We used spectral counts and MS1 signal intensities to evaluate the sampling of peptide ion signals from plasma, depleted plasma and cell lysate digests. Both the spectral count plots (Figure 6) and the MS1 ion intensities plot (Figure 7) reveal the peptide mixture “seen” by the MS instrument and help to explain differences in identifications between sample types. For example, the profiles for the MARS-7 and MARS-14 fractions (compare the red and green curves) are nearly superimposable, which suggests that these two fractions are similarly complex. The 50 most abundant plasma proteins accounted for over 90% of the ions sampled, whereas in cell proteomes, only about 30% of the sampled ions map to the top 50 proteins. This leaves much greater bandwidth for detection of lower abundance proteins and yields a much larger protein inventory in cells than in plasma. Although these conclusions might have been considered predictable from a broad reading of the existing literature, our work provides the first quantitative documentation of this phenomenon. Moreover, the analytical approach demonstrated in Figures 6 and 7 could be used more generally to explain differences in the sizes of proteome inventories from different cell, tissue and biofluid types.

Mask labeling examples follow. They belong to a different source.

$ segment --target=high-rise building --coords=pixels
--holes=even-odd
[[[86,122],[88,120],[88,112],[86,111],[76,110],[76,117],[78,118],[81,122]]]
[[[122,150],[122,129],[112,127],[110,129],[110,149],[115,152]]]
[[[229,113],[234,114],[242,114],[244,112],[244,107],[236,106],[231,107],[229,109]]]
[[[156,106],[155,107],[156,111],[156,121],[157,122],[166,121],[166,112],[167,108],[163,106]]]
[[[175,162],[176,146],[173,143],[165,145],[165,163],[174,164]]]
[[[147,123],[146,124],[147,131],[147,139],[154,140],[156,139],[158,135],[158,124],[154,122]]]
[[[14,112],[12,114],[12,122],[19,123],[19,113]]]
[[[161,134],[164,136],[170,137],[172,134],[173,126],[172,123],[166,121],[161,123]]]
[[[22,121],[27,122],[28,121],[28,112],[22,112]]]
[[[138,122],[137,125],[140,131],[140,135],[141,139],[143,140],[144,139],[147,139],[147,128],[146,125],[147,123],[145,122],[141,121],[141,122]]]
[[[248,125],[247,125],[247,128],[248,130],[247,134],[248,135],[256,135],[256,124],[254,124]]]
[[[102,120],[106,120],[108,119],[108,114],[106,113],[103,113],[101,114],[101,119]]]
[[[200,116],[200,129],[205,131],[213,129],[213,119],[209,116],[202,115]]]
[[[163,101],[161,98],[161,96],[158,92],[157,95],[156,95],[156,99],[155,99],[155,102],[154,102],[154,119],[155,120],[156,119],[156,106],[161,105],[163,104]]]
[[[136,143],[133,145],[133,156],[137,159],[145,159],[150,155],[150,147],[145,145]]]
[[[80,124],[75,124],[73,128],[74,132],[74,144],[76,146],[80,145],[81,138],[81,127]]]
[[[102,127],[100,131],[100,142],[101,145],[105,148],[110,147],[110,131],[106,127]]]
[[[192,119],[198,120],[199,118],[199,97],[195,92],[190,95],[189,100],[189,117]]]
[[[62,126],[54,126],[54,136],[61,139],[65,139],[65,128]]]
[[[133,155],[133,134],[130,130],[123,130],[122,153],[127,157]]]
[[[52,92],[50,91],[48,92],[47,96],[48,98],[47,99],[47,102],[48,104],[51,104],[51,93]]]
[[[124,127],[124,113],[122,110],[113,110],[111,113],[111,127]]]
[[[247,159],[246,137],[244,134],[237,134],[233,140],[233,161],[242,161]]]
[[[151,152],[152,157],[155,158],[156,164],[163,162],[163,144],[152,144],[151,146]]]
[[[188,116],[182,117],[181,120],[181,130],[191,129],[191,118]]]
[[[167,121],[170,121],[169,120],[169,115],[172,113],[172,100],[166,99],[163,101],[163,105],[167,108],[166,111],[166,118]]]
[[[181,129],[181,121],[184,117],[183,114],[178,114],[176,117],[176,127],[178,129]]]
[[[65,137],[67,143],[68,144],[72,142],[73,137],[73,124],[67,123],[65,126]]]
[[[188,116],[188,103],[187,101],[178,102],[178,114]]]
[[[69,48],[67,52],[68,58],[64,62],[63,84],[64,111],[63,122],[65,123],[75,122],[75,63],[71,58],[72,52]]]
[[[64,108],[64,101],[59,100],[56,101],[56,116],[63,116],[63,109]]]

The principal rationale for using immunodepletion has been to enhance detection of low abundance plasma proteins. Immunodepletion by a top7/top14 approach certainly enhances detection of high and medium abundance nontargeted proteins, but does little to improve detection of low abundance proteins (<10 ng mL−1). Our analyses of the MARS-7 and MARS-14 FT fractions yielded only 23 proteins in this concentration range—approximately 5–6% of the total identifications. These findings confirm published results with IgY14 and SuperMix immunodepletion columns 13 and indicate that, even with immunodepletion, low abundance proteins are most likely to remain undetected by shotgun proteome analyses, even in immunodepleted plasma. Thus, untargeted proteomic analyses using current LC-MS/MS platforms—even with immunodepletion—cannot be expected to efficiently discover low abundance, disease-specific biomarkers in plasma.
Supplementary Material
Acknowledgments
This work was supported by a cooperative agreement award 5U24CA126479 from the National Cancer Institute through the Clinical Proteomic Technology Assessment for Cancer (CPTAC) program and by an interagency agreement between the National Cancer Institute and the National Institute of Standards and Technology.
Abbreviations
- CPTAC
Clinical Proteomic Technologies Assessment for Cancer
- CV
coefficient of variation
- FDR
false discovery rate
- IEF
isoelectric focusing
- LC-MS/MS
liquid chromatography-tandem mass spectrometry
- MARS
multiple affinity removal system
- TFA
trifluoroacetic acid
Footnotes
MARS™ is a registered trademark of Agilent Technologies, Inc.
Disclaimer
Certain commercial equipment, instruments, or materials are identified in this document. Such identification does not imply recommendation or endorsement by the National Institute of Standards and Technology, nor does it imply that the products identified are necessarily the best available for the purpose.